From Unstructured Data to Actionable Insights using IBM watsonx.data

Written by Venkata Bachu | Thu, Nov, 13, 2025 @ 08:30 PM

Introduction

In today’s data-driven world, organizations often sit on massive volumes of unstructured information in PDFs, logs, text files, JSONs. While the files hold valuable information, business analytics tools like IBM Planning Analytics (PA) rely on structured, queryable data to deliver insights. That's where IBM watsonx.data and IBM PA come together. In this article, we will explore how unstructured data can be processed in watsonx.data, and made available in IBM PA for planning and analysis.

This post walks through an end-to-end workflow that converts unstructured data into structured tables in watsonx.data and connects them seamlessly to IBM PA for advanced planning and forecasting.

Understanding the Architecture

IBM watsonx.data is a modern, open data lakehouse that can store and query structured, semi-structured, and unstructured data.
IBM Planning Analytics, on the other hand, can only consume structured data (tables, columns, rows).
To connect the two, unstructured data needs to be converted into structured tables that IBM PA can read. This connection is established via watsonx.data’s Presto/Trino query engine or through DataStage or watsonx.ai pipelines.
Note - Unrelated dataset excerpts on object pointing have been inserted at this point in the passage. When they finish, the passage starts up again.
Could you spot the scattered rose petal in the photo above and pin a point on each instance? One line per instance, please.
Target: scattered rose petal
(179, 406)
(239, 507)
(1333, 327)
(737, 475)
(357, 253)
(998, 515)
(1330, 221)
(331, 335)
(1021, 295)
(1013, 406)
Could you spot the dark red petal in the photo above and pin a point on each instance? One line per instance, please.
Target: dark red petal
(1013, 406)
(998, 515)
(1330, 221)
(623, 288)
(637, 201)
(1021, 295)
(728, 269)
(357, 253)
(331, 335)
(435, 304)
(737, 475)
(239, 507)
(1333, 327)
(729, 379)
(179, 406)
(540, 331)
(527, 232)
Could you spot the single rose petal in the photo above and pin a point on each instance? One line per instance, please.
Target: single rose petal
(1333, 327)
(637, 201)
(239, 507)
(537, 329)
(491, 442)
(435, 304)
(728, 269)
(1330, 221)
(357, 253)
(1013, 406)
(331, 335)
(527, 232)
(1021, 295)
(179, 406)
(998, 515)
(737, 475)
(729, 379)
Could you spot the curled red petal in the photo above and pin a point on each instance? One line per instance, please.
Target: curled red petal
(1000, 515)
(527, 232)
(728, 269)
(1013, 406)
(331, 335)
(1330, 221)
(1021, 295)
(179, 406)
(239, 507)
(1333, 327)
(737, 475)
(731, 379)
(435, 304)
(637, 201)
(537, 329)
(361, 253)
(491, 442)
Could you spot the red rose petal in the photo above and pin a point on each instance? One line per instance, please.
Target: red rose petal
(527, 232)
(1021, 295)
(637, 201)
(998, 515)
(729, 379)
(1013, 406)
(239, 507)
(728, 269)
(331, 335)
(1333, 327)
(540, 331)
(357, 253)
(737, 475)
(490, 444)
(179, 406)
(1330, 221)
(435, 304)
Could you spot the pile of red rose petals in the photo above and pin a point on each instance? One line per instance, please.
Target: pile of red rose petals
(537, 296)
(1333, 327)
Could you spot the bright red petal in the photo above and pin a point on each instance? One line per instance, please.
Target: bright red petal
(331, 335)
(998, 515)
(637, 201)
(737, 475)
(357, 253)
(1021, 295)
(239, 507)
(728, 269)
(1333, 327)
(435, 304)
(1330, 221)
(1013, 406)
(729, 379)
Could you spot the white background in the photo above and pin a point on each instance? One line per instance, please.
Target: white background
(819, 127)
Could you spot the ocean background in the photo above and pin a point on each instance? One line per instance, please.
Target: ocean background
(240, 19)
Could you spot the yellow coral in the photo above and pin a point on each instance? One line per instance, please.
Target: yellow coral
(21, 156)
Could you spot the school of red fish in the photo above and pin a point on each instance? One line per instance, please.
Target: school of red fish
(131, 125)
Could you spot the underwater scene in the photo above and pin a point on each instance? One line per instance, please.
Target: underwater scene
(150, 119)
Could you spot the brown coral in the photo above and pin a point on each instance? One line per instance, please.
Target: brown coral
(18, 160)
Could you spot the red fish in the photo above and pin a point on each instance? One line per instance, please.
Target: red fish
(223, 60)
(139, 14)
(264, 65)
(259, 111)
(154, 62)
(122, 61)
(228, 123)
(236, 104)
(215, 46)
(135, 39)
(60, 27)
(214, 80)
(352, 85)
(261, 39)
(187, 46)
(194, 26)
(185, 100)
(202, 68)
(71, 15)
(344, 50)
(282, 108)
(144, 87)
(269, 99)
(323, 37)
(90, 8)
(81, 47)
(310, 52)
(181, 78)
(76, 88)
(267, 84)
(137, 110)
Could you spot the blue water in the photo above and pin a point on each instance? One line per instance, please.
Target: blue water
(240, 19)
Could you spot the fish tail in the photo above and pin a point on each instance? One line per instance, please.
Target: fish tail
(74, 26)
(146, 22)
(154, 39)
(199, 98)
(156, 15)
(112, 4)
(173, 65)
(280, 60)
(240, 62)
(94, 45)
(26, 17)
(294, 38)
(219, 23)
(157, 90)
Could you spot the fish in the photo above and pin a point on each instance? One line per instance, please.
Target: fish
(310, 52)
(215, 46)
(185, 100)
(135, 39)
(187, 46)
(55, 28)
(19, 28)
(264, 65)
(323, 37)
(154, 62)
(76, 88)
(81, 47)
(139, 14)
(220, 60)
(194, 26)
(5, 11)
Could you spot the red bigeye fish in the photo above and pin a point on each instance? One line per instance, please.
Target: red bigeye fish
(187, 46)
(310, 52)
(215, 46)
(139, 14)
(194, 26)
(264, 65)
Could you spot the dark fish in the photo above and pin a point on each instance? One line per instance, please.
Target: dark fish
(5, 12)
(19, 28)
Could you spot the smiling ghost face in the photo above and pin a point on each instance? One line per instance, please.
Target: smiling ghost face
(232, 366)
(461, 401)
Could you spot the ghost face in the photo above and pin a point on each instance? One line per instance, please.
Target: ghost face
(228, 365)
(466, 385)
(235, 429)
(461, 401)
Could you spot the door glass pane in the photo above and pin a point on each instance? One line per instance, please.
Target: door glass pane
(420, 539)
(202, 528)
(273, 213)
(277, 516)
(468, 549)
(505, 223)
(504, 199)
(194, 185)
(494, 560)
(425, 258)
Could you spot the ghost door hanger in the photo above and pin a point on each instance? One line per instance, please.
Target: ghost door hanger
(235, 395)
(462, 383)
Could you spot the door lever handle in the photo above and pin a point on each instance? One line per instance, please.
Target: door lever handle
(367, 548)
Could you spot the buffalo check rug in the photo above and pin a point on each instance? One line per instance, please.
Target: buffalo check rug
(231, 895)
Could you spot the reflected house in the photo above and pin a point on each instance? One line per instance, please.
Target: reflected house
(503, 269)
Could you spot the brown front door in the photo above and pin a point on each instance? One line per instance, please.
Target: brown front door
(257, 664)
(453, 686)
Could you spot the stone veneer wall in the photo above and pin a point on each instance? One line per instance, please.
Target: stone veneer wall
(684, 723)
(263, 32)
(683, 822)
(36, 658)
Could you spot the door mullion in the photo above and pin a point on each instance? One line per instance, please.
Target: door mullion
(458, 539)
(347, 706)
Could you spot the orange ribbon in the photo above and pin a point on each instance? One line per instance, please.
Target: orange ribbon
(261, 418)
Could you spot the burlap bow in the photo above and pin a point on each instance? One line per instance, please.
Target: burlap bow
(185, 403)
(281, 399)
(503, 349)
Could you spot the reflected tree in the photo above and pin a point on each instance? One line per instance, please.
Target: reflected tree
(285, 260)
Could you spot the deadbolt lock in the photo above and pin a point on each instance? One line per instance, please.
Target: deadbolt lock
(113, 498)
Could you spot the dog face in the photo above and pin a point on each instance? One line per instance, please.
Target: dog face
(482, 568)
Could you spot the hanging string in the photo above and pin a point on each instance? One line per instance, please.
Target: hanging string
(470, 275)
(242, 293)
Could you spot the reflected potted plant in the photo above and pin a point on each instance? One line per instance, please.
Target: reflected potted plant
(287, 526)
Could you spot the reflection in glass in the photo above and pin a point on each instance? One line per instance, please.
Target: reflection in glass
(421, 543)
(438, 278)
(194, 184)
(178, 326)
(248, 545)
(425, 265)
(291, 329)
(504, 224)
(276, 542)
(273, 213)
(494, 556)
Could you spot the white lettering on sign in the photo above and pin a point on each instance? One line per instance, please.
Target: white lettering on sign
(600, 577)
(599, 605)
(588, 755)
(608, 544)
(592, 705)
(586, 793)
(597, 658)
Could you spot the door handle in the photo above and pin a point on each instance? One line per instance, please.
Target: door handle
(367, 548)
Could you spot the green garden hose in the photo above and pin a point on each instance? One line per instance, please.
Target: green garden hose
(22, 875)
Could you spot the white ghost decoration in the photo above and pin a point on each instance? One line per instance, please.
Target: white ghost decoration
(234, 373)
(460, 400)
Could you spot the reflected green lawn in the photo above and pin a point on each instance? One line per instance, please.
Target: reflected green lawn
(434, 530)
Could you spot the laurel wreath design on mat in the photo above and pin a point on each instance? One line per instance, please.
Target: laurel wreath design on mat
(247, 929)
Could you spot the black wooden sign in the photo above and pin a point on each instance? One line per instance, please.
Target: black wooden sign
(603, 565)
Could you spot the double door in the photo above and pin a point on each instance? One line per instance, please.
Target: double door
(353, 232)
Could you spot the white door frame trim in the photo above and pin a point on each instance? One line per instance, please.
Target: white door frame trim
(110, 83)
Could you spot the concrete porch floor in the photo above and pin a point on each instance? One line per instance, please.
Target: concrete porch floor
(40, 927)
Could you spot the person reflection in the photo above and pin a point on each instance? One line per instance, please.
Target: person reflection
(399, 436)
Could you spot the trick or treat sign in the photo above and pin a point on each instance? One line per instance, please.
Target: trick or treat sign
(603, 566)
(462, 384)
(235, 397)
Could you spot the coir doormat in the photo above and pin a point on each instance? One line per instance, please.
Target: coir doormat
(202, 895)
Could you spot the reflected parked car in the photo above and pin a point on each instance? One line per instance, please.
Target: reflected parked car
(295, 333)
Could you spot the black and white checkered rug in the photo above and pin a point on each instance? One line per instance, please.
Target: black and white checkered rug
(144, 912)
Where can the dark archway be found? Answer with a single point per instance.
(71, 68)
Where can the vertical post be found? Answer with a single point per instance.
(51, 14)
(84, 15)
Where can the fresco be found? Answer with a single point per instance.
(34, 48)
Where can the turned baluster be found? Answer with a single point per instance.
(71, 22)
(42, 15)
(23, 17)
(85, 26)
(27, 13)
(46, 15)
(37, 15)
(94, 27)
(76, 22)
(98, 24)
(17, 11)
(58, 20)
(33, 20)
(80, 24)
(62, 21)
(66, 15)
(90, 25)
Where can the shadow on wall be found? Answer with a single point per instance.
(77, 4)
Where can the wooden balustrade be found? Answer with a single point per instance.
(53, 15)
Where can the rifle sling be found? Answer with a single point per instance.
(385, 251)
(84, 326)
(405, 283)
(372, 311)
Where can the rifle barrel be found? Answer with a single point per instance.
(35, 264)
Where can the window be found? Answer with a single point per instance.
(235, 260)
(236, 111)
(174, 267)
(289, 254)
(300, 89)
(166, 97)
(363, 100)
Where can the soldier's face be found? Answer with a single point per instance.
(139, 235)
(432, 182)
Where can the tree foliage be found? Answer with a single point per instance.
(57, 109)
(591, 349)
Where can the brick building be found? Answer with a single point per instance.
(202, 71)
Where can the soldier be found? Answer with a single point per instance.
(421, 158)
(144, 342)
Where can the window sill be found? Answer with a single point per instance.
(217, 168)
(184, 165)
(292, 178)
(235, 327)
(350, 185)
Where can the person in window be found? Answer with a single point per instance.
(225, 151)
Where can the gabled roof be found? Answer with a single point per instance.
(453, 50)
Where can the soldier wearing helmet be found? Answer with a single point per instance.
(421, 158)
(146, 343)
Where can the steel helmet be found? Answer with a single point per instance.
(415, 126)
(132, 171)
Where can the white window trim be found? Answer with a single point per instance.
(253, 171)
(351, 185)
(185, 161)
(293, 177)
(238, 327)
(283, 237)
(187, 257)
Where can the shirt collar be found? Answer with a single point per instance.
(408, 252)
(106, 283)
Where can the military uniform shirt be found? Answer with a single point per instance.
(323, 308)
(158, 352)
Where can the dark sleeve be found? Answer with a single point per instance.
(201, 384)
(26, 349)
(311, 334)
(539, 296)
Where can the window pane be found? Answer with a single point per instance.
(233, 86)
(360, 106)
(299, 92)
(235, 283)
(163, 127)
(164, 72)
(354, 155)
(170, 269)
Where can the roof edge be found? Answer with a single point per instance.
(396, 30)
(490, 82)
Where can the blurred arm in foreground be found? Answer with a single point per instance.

Step 1: Ingest Unstructured Data into IBM watsonx.data

Start by uploading your raw files— PDFs, JSONs, logs, etc.— to IBM Cloud Object Storage (COS). IBM Watsonx.data integrates directly with COS, allowing you to register a COS bucket as a schema or catalog.

Example SQL:
CREATE SCHEMA IF NOT EXISTS unstructured_data
WITH (location = 's3a://my-bucket/unstructured/');

You can also use ETL tools like DataStage or watsonx.ai pipelines to create ingestion jobs that extract metadata or text and store the results in structured formats such as Parquet or CSV.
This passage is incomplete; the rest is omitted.